Because this is a repeated cycle, Alice can go one step further: Running her users’ test suites can become an official part of her library’s life cycle and stability guarantees. If Alice makes it easy for her users to provide her with their test suites, she can promise to run them before each release, and to investigate and take action on any failures. She need not commit to avoiding all breakages—she might choose to act on a failure by communicating with the downstream author or sending that author a pull request—but she will at least be informed of failures before release, and use appropriate judgment to choose how to respond.
She’s effectively crowdsourcing additional test coverage, while also incentivizing her users to write good tests of the ways they make use of her library: If they write good tests, then the work of dealing with accidental breaking changes is largely pushed upstream to Alice, making their lives easier. Alice—because she cares about stability—welcomes this work, since it gives her a much faster feedback loop than triaging bug reports, and lets her move more quickly and with greater confidence.
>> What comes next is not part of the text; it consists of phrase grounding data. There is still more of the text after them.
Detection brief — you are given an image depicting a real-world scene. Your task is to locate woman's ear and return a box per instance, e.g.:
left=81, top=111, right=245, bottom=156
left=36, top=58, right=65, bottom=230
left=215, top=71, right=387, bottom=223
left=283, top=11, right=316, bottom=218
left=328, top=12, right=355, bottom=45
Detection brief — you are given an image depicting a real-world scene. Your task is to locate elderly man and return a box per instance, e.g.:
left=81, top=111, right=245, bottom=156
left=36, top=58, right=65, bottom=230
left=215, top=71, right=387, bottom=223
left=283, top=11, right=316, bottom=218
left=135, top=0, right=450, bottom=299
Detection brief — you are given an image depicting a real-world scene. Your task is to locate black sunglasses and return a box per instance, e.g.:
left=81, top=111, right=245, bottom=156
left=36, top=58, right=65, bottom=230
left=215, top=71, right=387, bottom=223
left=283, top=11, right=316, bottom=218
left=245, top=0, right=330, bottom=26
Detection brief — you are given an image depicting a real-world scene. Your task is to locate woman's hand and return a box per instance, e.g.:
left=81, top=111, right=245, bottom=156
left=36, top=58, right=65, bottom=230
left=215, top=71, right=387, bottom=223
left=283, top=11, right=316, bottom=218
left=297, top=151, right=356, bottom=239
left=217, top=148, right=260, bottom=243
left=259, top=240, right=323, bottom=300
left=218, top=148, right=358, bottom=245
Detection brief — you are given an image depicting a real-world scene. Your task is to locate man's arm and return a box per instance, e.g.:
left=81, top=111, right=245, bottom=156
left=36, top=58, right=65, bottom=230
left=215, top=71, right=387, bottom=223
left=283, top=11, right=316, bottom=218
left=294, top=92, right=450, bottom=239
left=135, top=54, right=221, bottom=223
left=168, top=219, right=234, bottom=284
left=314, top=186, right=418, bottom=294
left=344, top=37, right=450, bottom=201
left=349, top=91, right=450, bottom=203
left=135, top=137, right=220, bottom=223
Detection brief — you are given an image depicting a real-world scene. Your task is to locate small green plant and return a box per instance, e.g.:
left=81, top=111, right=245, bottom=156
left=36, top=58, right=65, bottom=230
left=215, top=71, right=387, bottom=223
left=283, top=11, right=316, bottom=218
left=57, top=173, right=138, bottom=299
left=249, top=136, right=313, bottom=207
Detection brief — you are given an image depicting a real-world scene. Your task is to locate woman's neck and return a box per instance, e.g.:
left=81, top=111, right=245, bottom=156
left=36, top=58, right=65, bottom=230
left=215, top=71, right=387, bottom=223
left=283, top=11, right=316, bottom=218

Projects or organizations with monorepos have this architecture built in. This phenomenon can be tremendously accelerating for teams that write core tools and libraries: They can easily test a new version against all of their users, and even fix up users’ code that depends on an old behavior, all in a single changeset. Google, which infamously maintains an enormous monorepo, refers to the social contract they have built around this setup as the “Beyoncé rule”: “If you liked it, you should have put a test on it.” In effect, this means that tooling teams will feel comfortable making changes and designing new versions as long as all of their users’ tests pass; if they accidentally cause a breaking change for a user but no users’ tests failed, the lesson is taken to be “write better tests for the broken behavior,” not “avoid making that change next time.” Granting teams this level of confidence to make improvements helps libraries and tools to move more quickly and improve, to the ultimate benefit of the entire codebase.
This technique is not limited to monorepos, and the availability of cloud computing and CI services makes it increasingly feasible for distributed open-source development. Rust’s “crater” tool, which can automatically run tests from every project in their public package repository against a development version of the compiler or standard library, is another implementation of just this pattern.
Development as communication
Increasingly, the challenge of working on software is not just one of writing or understanding code yourself, but of figuring out how to coordinate your work with that of others. Much of the development of modern software engineering practices has been devoted to building tools and techniques to scale the coordination and communication aspects of building ever-larger and more complex software systems. Test suites and testing practices can be essential tools in this process.
As we design software projects, let’s hold these goals in mind as we implement test suites and test harnesses. Our test suites are living, breathing participants in the ongoing project of creating shared understanding among present and future developers and users of our systems. Let’s start treating them that way.